Eam Jaishankar warns at tariff volatility, flags rising anti-globalization times

Foreign Minister Jaishankar said on Monday that trade calculations worldwide are being overturned by “tariff volatility”, citing economic disruptions related to US President Donald Trump’s trading tariff policy. Jaishankar emphasizes the ‘strategic consequences’ of significant shifts in the geopolitical landscape, such as moving a third of the world manufacturing to a single region. “Consider the global landscape now and let us think about the intensity of the transformation and its implications. A third of the global manufacturing went to a single geography, with consequences for supply chains,” the news agency quoted Pti’s speech during the First Aravali Summit offered by the Jawaharlal Nehru University International Studies. “There is an increasing sentiment against globalizations in many societies. Trade calculations are overturned by tariff volatility,” he said, and he has an indication of Washington’s policy on rates. The comments of the Foreign Minister on the volatility volatility are coming after Trump increased rates on Indian goods to a significant 50 percent, which included an extra service of 25 percent for India’s import of Russian crude oil. “The global energy scenario has changed deeply that the US becomes a major fossil fuel exporter and China an important renewable one. There are competitive models about the utilization of data and the evolution of artificial intelligence, which stomps with each other,” Jaishankar said. Concerns about erosion in sovereignty also expressed concern about an ‘erosion in sovereignty’ because of what he described as ‘technical penetration and manipulation’. “World rules and regimes are revised and sometimes even discarded. Costs are no longer the defining criteria for economic transactions; ownership and security are just that,” he said. “Cumulatively see the world more competition and less compact.

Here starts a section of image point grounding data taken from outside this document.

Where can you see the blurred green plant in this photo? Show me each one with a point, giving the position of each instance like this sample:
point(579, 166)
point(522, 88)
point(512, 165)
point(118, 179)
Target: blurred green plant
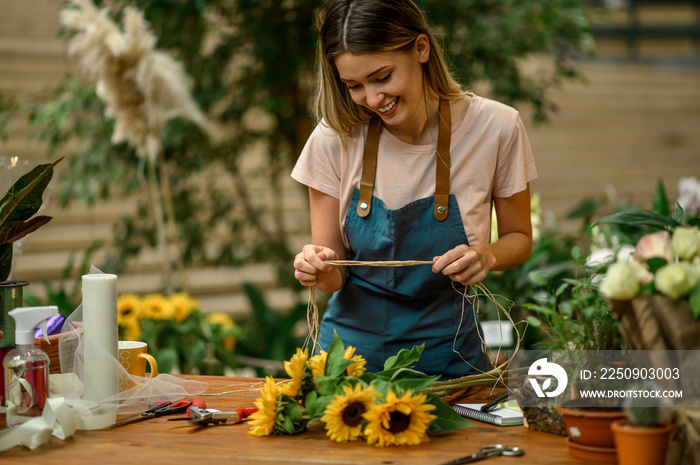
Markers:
point(251, 66)
point(575, 316)
point(179, 334)
point(269, 335)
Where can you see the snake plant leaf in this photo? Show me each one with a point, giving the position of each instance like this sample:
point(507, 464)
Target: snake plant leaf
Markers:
point(18, 229)
point(640, 217)
point(24, 197)
point(5, 261)
point(22, 201)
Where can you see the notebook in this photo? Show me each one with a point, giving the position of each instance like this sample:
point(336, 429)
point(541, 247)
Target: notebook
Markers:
point(503, 415)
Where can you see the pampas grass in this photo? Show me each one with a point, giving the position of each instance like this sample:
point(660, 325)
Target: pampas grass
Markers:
point(142, 89)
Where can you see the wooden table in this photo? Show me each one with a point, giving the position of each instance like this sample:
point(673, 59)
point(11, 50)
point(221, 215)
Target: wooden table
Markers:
point(158, 441)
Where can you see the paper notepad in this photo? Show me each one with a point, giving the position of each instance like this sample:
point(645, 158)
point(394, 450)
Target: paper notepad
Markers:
point(501, 416)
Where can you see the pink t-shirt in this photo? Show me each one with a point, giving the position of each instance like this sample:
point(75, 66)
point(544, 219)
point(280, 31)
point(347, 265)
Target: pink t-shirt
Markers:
point(489, 151)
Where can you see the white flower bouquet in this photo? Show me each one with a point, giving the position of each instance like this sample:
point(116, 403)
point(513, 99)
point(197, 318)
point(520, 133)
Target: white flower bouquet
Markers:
point(654, 288)
point(664, 262)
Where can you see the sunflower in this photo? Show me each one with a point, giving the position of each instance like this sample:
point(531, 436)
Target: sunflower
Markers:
point(131, 330)
point(318, 364)
point(128, 308)
point(263, 421)
point(295, 370)
point(182, 305)
point(399, 420)
point(343, 415)
point(156, 307)
point(225, 323)
point(358, 368)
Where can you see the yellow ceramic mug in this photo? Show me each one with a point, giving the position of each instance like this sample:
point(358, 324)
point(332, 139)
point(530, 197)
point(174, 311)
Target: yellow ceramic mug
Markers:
point(133, 357)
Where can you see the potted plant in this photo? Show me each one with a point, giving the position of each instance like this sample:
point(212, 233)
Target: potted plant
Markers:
point(642, 437)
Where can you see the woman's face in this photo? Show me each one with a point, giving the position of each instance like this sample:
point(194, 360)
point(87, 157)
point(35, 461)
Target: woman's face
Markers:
point(389, 84)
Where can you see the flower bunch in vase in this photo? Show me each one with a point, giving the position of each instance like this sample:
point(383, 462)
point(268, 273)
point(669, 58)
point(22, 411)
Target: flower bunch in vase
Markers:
point(654, 287)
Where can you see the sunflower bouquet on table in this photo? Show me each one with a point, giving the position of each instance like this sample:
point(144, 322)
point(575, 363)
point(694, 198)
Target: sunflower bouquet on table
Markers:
point(385, 408)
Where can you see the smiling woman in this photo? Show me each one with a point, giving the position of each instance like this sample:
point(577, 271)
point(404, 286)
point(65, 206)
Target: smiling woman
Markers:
point(404, 165)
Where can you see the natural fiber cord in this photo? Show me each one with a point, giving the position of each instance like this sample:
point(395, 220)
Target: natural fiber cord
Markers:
point(494, 377)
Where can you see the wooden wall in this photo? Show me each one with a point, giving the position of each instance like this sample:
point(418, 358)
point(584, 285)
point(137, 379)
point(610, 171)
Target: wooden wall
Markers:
point(630, 125)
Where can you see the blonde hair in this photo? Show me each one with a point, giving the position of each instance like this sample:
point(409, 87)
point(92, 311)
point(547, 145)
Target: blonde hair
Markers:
point(367, 26)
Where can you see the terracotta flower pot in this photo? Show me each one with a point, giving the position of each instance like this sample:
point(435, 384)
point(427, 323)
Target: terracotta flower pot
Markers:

The needle has shifted to an intersection of interests and away from the promise of cooperation,” Jaishankar noted. Jaishankar said that although most countries are working on managing their issues or protecting their interests, India must develop strategies and continue to progress amid such an instability. “It is by no means a defensive attitude. We must protect our interests and yet constantly promote the global hierarchy. We need to put our exposures and commitments in hold and yet take risks,” he said. (With input from agencies.)